Edible insects an alternative protein source
LONDON — The world’s largest edible cricket production facility recently wrapped up construction in London and snagged a federal grant of up to $8.5 million. Aspire Foods aims to fill a reputed multi-billion-dollar market demand for the juicy insects as an alternative source of protein to feed both humans and animals.
The company’s first brood of incubated crickets was on schedule to be ready for processing into food about a month after the company hosted a June 27 funding announcement with Trudeau government representatives.
Agriculture and Agri-food Canada touts insect-based protein as an “opportunity … to more sustainably meet global demand for food.” While relatively new for Canadian agriculture, the department says that bugs can be produced with less water, energy and space than other food animals. Pound per pound, producing cricket protein creates 40% less greenhouse gas than farmed salmon and organic chicken and turkey, according to research conducted by Aspire.
Alongside this low environmental footprint, Aspire’s London facility is capable of producing “high volumes of nutritious food,” the federal department says. The London Free Press reported the plant’s “eventual” output as 13 million kilograms annually.

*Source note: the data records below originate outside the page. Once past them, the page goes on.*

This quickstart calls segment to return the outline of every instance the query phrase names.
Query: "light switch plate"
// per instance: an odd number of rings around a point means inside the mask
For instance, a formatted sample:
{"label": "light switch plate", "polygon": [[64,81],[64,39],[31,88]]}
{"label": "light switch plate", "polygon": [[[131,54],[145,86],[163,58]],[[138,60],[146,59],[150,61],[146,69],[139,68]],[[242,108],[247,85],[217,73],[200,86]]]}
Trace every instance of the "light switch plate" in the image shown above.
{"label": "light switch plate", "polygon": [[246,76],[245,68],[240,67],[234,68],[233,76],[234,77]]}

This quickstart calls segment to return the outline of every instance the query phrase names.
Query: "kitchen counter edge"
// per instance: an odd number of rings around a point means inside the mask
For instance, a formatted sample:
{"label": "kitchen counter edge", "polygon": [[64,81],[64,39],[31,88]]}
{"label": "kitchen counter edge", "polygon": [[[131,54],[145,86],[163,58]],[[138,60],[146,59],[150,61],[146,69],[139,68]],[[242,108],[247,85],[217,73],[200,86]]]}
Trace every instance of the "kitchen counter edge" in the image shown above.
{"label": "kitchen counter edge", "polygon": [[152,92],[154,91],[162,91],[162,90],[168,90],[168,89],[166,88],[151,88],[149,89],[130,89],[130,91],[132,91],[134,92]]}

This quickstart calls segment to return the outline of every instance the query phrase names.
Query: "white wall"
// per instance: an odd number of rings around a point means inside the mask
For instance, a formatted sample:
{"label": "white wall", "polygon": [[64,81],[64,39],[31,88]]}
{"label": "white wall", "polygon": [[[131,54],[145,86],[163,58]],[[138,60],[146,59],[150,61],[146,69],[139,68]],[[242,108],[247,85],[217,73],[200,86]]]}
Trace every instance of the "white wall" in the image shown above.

The global market for pet food exceeds US$90 billion, and global demand for edible insects for human consumption is forecast to be worth more than US$8 billion in the next decade.
“I grew up eating crickets in my porridge as a kid because they bring so much protein,” London West MP Arielle Kayabaga observed during the afternoon announcement, as quoted by the Free Press.
“Aspire is re-imagining what it means to sustainably produce food, and how smart technology can turn that vision into a reality,” said Kayabaga’s fellow Liberal MP Franics Drouin, parliamentary secretary to the minister of Agriculture and Agri-Food. The new facility “will help further establish London’s reputation as a hub for cutting-edge technology, strongly contributing to Ontario and Canada’s position as an innovator in agriculture and agri-food,” he said.
Aspire also runs a research and development facility in Austin, Texas.
“A growing population and increasing demand for food and material requires sustainable, scalable solutions that keep our world healthy,” company co-founder and CEO Mohammed Ashour said.
Five McGill University students formed Aspire in 2013. They launched the firm after the team won the $1 million U.S. Hult Prize that year.